Cleaning Up Sitemaps for Google Search Console
Google wasn't indexing my sitemap properly. Turned out I had redirect URLs polluting it.
Noticed Google Search Console wasn’t picking up my sitemap submissions properly. Took a closer look at what was actually in there.
The problem
My sitemap generator was including redirect URLs alongside the canonical ones. For example:
sitemap-tools.xml: /ko/tools/base64, /en/tools/base64, /ja/tools/base64
sitemap-pages.xml: /tools/base64 (redirect page!)
The /tools/base64 page just redirects to /{lang}/tools/base64, but it was sitting in the sitemap. Google sees this, tries to crawl it, gets redirected, and probably gets confused.
Same issue with /anonymous-chat - it redirects to /{lang}/anonymous-chat.
What I fixed
Updated scripts/generate-sitemaps.mjs to:
- Filter out redirect URLs
const REDIRECT_PATTERNS = [
/^\/tools\/[^/]+\/?$/, // /tools/xxx without lang prefix
/^\/tools\/?$/, // /tools/ index
/^\/anonymous-chat\/?$/, // /anonymous-chat
];
function isRedirectUrl(pathname) {
return REDIRECT_PATTERNS.some((pattern) => pattern.test(pathname));
}
- Use actual blog post dates for lastmod
Before, every URL had the same lastmod timestamp (build time). Google probably ignored it.
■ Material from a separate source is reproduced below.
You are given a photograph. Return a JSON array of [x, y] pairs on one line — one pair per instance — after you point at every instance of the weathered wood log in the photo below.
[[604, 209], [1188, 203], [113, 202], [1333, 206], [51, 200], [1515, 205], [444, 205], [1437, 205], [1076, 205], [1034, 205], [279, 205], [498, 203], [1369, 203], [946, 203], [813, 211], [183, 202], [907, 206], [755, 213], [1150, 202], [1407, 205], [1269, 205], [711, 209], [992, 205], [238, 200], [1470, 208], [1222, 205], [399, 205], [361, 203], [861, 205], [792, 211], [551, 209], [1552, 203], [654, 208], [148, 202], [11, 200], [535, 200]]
function getBlogPostDates() {
const dates = new Map();
const files = fs.readdirSync(CONTENT_DIR).filter((f) => f.endsWith('.mdx'));
for (const file of files) {
const content = fs.readFileSync(path.join(CONTENT_DIR, file), 'utf-8');
const dateMatch = content.match(/^date:\s*(\d{4}-\d{2}-\d{2})/m);
if (dateMatch) {
const slug = file.replace('.mdx', '');
dates.set(slug, `${dateMatch[1]}T00:00:00.000Z`);
}
}
return dates;
}
Now blog posts have their actual publish date as lastmod.
Results
| Before | After |
|---|---|
| 179 URLs (with duplicates) | 154 URLs (canonical only) |
| All same lastmod | Blog posts have real dates |
sitemap-blog.xml: 17 URLs
sitemap-tools.xml: 123 URLs (ko/en/ja × tools)
sitemap-projects.xml: 9 URLs
sitemap-pages.xml: 5 URLs
41 redirect URLs excluded.
Validation
Quick check that no redirect URLs leaked through:
xmllint --noout dist/sitemap-*.xml
# All valid
grep -E "/tools/[^/]+/" dist/sitemap-pages.xml
# Empty - no legacy tool URLs
Should see better indexing now that Google isn’t chasing redirects in the sitemap.